Testing is required to assess pathogenic priming
Complex laboratory testing is required to document pathogenic priming. ADE can be measured in several ways, including in vitro assays (which are most common for the first mechanism involving FcγRIIa-mediated enhancement of infection in phagocytes), immunopathology or lung pathology. Higher infection rates of target cells occur in an antibody-dependent manner mediated by Fc–FcR interactions. ADE via enhanced infection is commonly measured using in vitro assays detecting the antibody-dependent infection of cells expressing FcγRIIa, such as monocytes and macrophages. Also enhanced disease and immunopathology are caused by excessive Fc-mediated effector functions and immune complex formation in an antibody-dependent manner. The antibodies associated with enhanced disease are often non-neutralising. ADE of this type is usually examined in vivo by detecting exacerbated disease symptoms, including immunopathology and inflammatory markers.
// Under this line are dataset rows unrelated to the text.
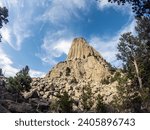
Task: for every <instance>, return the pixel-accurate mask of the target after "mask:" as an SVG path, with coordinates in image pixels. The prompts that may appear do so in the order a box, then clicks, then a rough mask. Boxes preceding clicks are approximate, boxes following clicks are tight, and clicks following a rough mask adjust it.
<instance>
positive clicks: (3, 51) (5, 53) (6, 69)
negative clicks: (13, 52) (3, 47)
mask: <svg viewBox="0 0 150 130" xmlns="http://www.w3.org/2000/svg"><path fill="white" fill-rule="evenodd" d="M0 54H1V56H0V68H2V69H3V71H4V74H5V75H6V76H14V75H15V73H16V72H17V71H18V69H17V68H15V67H13V66H12V65H13V61H12V60H11V59H10V57H9V56H8V55H7V54H6V53H5V52H4V51H3V50H2V48H1V47H0Z"/></svg>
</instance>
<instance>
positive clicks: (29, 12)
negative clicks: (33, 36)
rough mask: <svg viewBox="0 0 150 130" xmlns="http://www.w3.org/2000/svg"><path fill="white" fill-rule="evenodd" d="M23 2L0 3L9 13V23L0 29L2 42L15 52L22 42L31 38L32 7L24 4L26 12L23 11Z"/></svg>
mask: <svg viewBox="0 0 150 130" xmlns="http://www.w3.org/2000/svg"><path fill="white" fill-rule="evenodd" d="M24 2H25V1H24V0H22V1H20V0H13V1H11V0H3V1H2V2H1V5H3V6H6V7H7V8H8V11H9V17H8V20H9V22H8V23H7V25H4V27H3V28H2V29H1V34H2V37H3V39H2V41H3V42H4V43H7V44H9V45H10V46H11V47H12V48H13V49H15V50H20V49H21V46H22V43H23V41H24V40H25V39H26V38H28V37H30V36H32V33H31V30H30V27H31V25H32V22H33V20H32V18H33V17H32V13H33V10H34V5H32V6H29V5H28V3H27V2H26V5H27V6H26V7H27V8H26V9H27V10H28V11H25V10H26V9H25V7H24ZM31 3H32V2H31Z"/></svg>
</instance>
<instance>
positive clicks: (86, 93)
mask: <svg viewBox="0 0 150 130" xmlns="http://www.w3.org/2000/svg"><path fill="white" fill-rule="evenodd" d="M80 98H81V105H82V106H83V111H85V112H87V111H89V110H91V108H92V106H93V104H94V102H93V100H92V90H91V88H90V86H86V87H83V89H82V94H81V97H80Z"/></svg>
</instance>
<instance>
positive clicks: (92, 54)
mask: <svg viewBox="0 0 150 130" xmlns="http://www.w3.org/2000/svg"><path fill="white" fill-rule="evenodd" d="M110 70H111V66H110V65H109V64H108V63H107V62H106V60H105V59H103V58H102V56H101V55H100V54H99V53H98V52H97V51H96V50H95V49H94V48H93V47H91V46H90V45H89V44H88V43H87V42H86V40H85V39H83V38H76V39H74V40H73V43H72V46H71V48H70V50H69V54H68V56H67V59H66V61H63V62H60V63H58V64H57V65H56V66H55V67H54V68H52V70H51V71H50V72H49V73H48V74H47V75H46V76H45V77H44V78H34V79H33V82H32V83H31V86H32V89H36V90H37V93H38V95H39V96H41V97H42V98H43V99H46V100H48V101H49V102H51V101H52V100H55V99H57V95H58V94H62V93H63V92H64V91H67V92H68V94H69V95H70V96H71V97H72V98H73V99H74V100H76V101H79V100H80V99H81V95H82V93H83V89H84V88H86V87H89V88H90V89H91V91H92V100H93V102H96V99H97V95H98V94H100V95H102V96H103V99H104V101H105V102H106V103H110V102H111V101H112V100H113V96H114V95H116V94H117V90H116V85H117V83H116V82H113V83H109V84H103V83H102V81H103V80H104V79H109V78H110V77H111V71H110ZM80 107H81V108H82V105H81V104H80ZM94 107H95V106H94V105H93V108H94Z"/></svg>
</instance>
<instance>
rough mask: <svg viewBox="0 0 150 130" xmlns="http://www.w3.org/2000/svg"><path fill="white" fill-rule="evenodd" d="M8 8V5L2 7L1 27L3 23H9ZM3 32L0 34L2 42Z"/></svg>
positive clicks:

ADE (of the second type described above) are often identified by clinical data, including symptom prevalence and disease severity, rather than by the specific molecular mechanisms that drive severe disease. The presence of complex feedback loops between different arms of the immune system makes it very difficult (although not impossible) to conclusively determine molecular mechanisms of ADE in human and animal studies, even if the clinical data supporting ADE are quite clear.